Re: [GIT PULL] tracing: Prevent trace_marker being bigger than unsigned short

From: Steven Rostedt
Date: Sat Mar 02 2024 - 15:00:09 EST


On Sat, 2 Mar 2024 09:24:37 -0800
Linus Torvalds <torvalds@xxxxxxxxxxxxxxxxxxxx> wrote:

> On Sat, 2 Mar 2024 at 08:10, Steven Rostedt <rostedt@xxxxxxxxxxx> wrote:
> >
> > - The change to allow trace_marker writes to be as big as the trace_seq can
> > hold, and also the change that increases the size of the trace_seq to two
> > pages, caused PowerPC kselftest trace_marker test to fail. The trace_marker
> > kselftest writes up to subbuffer size which is determined by PAGE_SIZE.
> > On PowerPC, the PAGE_SIZE can be 64K, which means the selftest will write
> > a string that is around 64K in size. The output of the trace_marker is
> > performed with a vsnprintf("%.*s", size, string), but this write would make
> > the size greater than 32K, which is the max precision of "%.*s", and that
> > causes a kernel warning. The fix is simply to keep the write of trace_marker
> > less than or equal to max signed short.
>
> Please don't just add random limits that are based on other random limits.
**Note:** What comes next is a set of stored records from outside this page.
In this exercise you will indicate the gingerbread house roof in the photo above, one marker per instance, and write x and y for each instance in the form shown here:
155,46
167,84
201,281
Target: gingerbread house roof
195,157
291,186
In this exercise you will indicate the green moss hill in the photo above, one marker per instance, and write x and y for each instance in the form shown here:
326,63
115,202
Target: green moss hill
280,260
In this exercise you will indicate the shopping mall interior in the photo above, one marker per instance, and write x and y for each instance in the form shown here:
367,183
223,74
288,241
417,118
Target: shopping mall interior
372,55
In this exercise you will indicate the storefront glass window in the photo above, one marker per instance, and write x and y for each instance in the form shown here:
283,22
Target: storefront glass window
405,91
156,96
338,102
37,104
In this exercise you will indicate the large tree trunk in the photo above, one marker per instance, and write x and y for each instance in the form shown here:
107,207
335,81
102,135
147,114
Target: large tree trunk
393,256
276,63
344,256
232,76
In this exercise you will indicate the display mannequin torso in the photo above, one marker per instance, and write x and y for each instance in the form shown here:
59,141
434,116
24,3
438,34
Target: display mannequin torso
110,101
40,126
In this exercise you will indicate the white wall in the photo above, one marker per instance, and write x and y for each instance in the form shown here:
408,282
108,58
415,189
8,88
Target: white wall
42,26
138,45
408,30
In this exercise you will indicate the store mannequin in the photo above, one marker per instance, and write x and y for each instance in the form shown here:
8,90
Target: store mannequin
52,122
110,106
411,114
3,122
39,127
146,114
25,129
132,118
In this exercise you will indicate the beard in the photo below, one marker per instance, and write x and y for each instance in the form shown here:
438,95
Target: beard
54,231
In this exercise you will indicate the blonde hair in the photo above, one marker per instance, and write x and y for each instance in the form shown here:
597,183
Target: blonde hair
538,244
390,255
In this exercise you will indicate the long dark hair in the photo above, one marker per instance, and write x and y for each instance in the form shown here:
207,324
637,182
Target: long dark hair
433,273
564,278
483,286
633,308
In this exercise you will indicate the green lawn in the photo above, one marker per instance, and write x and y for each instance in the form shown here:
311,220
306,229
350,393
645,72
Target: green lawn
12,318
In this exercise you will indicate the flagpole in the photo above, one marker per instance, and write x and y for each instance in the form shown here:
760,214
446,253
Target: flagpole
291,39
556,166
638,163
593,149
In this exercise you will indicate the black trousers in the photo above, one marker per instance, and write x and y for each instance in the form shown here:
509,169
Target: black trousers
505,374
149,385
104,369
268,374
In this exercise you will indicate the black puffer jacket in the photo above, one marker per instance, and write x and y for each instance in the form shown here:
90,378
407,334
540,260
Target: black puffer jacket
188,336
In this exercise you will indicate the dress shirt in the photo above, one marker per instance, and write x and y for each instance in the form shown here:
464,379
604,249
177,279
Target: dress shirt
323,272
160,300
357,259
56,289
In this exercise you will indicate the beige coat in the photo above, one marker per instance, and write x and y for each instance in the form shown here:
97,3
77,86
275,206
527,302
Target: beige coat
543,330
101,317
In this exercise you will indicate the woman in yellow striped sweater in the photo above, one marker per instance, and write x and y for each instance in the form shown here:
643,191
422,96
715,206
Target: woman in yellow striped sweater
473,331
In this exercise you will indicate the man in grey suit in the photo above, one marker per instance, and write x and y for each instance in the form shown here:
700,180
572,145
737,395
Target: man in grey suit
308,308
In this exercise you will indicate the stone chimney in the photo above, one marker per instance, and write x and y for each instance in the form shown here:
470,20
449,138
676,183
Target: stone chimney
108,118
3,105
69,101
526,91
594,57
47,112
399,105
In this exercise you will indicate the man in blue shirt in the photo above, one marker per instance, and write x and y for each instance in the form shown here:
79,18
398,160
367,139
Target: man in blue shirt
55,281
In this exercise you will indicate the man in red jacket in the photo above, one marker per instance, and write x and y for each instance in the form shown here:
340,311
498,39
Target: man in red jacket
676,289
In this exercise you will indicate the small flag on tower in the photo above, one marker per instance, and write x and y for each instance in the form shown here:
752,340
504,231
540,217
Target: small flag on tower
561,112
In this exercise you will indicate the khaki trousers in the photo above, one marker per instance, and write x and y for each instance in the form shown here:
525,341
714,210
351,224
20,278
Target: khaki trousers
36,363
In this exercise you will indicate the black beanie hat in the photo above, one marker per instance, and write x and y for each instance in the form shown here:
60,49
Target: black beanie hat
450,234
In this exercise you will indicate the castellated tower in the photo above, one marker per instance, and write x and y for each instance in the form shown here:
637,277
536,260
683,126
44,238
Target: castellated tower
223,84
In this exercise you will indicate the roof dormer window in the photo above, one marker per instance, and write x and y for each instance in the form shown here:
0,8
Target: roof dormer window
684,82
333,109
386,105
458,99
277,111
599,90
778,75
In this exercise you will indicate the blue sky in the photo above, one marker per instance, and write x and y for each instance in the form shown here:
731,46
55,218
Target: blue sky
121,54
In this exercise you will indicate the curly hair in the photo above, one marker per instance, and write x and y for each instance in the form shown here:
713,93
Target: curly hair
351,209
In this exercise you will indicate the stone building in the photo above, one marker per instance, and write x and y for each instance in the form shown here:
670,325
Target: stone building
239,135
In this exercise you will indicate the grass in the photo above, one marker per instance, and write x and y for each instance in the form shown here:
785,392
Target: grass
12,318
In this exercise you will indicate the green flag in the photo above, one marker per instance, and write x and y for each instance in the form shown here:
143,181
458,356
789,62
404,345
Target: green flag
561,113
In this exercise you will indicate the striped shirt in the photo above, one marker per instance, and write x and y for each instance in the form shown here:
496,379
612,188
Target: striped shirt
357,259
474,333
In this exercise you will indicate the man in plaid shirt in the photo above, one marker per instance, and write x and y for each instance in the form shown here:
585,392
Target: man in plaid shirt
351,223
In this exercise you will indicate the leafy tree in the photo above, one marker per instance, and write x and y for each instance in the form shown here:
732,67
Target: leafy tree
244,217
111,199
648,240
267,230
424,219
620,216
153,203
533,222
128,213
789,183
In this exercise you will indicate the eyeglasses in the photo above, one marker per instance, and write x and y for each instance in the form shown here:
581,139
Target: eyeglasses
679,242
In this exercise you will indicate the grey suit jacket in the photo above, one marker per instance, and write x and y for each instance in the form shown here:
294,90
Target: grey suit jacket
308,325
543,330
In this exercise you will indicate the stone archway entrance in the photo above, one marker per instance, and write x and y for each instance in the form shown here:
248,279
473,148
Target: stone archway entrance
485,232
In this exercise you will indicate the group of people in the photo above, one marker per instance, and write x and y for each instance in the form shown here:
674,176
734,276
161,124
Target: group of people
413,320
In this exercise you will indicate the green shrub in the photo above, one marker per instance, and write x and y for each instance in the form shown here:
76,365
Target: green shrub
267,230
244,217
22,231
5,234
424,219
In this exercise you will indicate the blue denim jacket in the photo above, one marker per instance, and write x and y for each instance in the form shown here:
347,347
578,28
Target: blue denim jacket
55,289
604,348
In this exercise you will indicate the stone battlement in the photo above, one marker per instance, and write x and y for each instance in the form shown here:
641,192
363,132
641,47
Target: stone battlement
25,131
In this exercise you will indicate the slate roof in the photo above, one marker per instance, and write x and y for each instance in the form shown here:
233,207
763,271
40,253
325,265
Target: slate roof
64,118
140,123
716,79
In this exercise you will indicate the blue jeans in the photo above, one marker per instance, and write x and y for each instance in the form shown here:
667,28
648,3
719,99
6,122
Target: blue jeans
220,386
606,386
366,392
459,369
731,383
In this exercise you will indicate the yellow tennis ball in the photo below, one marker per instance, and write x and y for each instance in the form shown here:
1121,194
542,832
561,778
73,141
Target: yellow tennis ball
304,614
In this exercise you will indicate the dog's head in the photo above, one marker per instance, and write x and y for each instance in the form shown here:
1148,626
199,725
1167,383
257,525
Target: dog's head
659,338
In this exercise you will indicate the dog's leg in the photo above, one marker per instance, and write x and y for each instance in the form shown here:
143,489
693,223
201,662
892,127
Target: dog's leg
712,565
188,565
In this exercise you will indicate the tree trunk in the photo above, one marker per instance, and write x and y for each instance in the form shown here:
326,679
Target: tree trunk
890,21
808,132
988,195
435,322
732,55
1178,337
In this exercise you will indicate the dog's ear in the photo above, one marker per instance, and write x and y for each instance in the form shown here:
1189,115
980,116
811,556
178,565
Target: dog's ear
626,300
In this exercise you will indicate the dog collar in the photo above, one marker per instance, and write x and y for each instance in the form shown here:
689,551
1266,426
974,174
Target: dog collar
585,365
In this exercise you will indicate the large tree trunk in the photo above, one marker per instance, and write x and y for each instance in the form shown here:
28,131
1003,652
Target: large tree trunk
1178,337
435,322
It's not random limits, it's resource limits.

>
> That printk warning is for "you did something obviously crazy".
>
> That does NOT MEAN that you now should limit your strings to something
> JUST BORDERLINE CRAZY.

I don't have control over the strings. Anyone can do in user space:

fd = open("/sys/kernel/tracing/trace_marker", O_WRONLY);
r = write(fd, huge_string, 10000000);

And this code only gives you what is returned in 'r'. It doesn't error
out. It just limits what the max write size is. I just default it to
what the resources available are.

>
> See?
>
> There is not a way in hell that printing a 32kB string in tracing is
> valid. EVER.

Well, the limit is really PAGE_SIZE, which on most architectures is
4096, but on PowerPC, PAGE_SIZE is 64K. And the test in
tools/testing/selftests/ftrace/test.d/00basic/trace_marker.tc finds the
PAGE_SIZE and writes a string as long as it to see if it doesn't crash
the kernel. And all the resources can hold a 60K write. The problem
that this patch addresses is that the vsnprintf() used to move the data
into seq_file has a precision variable that checks for overflow, and it
has a max of 32K.

Yes, in most cases, 4K is the limit, which is why this doesn't trigger
on any architecture that has 4K page sizes.

>
> So stop it. Stop making limits be some random implementation detail.
> Make limits *sane*.

The "implementation detail" is PAGE_SIZE. Similar to writing large
amounts of data to pipes and sockets. It may not write all data, but
just a smaller amount. The write doesn't error, it just says "this is
all I can write that you passed to me".

>
> Make a *sane* limit for tracing. Not a "avoid being called crazy" limit.

What arbitrary limit do I do? It's just changes how the string will be
broken up, as "echo" or "cat" into trace_marker will continue writing the rest
of the string. It doesn't cause errors in the write. It simply breaks
the string up into smaller blocks.

>
> Honestly, I suspect that a sane limit for tracing strings is likely on
> the order of tens or maybe hundreds of bytes. Not some kind of "fits
> in a short" that is just printk saying "I refuse to waste memory on
> the stack".

The error isn't printk, it's vsnprintf() that is writing to a seq_file
to user space. There's no stack or printk involved here.

trace_seq_printf(s, ": %.*s", max, field->buf);

Where 's' is a trace_seq with a PAGE_SIZE buffer, that later gets passed
to seq_file.

>
> Side note: for similar reasons the field-width is a 24-bit integer.
> And no, if you think that passing a 16MB field width is sane, you need
> to rethink your life. Again, that's a small implementation detail, not
> a "let's explore how stupid we can be".

I really don't understand what you mean by the above. This code is what
user space can write into the tracing ring buffer. If the ring buffer
sub-buffer is 64K, and user space does a 32K write into it, why prevent
that? The only limit here, is that the vsnprintf() has a max of signed
short for the precision it uses, which I used to prevent overflow.
That vsnprintf which writes into a memory buffer that will be sent out
via seq_file doesn't like huge strings greater than 32K, even though
what it is writing into is big enough to hold it.

-- Steve